Monday, January 21, 2008

Respecting patient privacy preferences

One of the greatest challenges for healthcare information exchanges is to ensure continuity of care for patients while also respecting patient privacy preferences. In Massachusetts, our model has been Opt-In which means we will not exchange patient information among healthcare organizations unless a patient specifically consents us to do so. The educational materials from the Massachusetts eHealth Collaborative for this Opt-In consent are found here.

A patient signs a consent at each institution and then the data from that institution is shared on a need to know basis with clincians directly caring for the patient. The data is never sold or data mined.

Over time, the types of consent that we'll be asked to support will be much more granular.
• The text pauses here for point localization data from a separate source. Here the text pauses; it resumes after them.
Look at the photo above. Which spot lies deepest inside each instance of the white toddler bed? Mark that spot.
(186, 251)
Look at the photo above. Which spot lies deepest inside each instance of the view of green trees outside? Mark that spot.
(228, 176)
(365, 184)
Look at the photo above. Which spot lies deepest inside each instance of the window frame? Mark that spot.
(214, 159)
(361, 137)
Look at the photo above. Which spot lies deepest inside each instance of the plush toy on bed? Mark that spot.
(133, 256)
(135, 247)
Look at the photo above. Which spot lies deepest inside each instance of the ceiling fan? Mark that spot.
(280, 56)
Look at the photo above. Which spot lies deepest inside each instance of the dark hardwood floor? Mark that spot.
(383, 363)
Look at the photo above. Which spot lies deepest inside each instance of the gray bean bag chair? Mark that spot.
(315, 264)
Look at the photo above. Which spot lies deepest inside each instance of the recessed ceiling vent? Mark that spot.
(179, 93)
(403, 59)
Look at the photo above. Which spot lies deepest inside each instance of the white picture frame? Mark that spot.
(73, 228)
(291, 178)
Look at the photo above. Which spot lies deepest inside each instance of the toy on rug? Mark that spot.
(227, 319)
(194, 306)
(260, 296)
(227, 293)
You can imagine patient preferences such as

If I'm unconscious in an emergency room, share everything including mental health, substance abuse and HIV status data.
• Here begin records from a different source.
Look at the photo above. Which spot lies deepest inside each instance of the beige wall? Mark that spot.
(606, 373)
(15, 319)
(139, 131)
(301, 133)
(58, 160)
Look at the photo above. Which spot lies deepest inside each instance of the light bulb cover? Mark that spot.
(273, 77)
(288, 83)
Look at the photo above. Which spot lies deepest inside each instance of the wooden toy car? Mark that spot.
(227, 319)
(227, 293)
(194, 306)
If I'm visiting a Minuteclinic do not include my mental health and substance abuse history.

If I'm sharing my data for a population-based research study, do not include my HIV status.

Ideally, each patient would be able to declare their preferences for sharing data and have these preferences universally accessible to all healthcare information exchanges or institutions which need consents. To solve this problem, I recently proposed a technology called the Consent Assertion Markup Language (CAML) which is described in detail here.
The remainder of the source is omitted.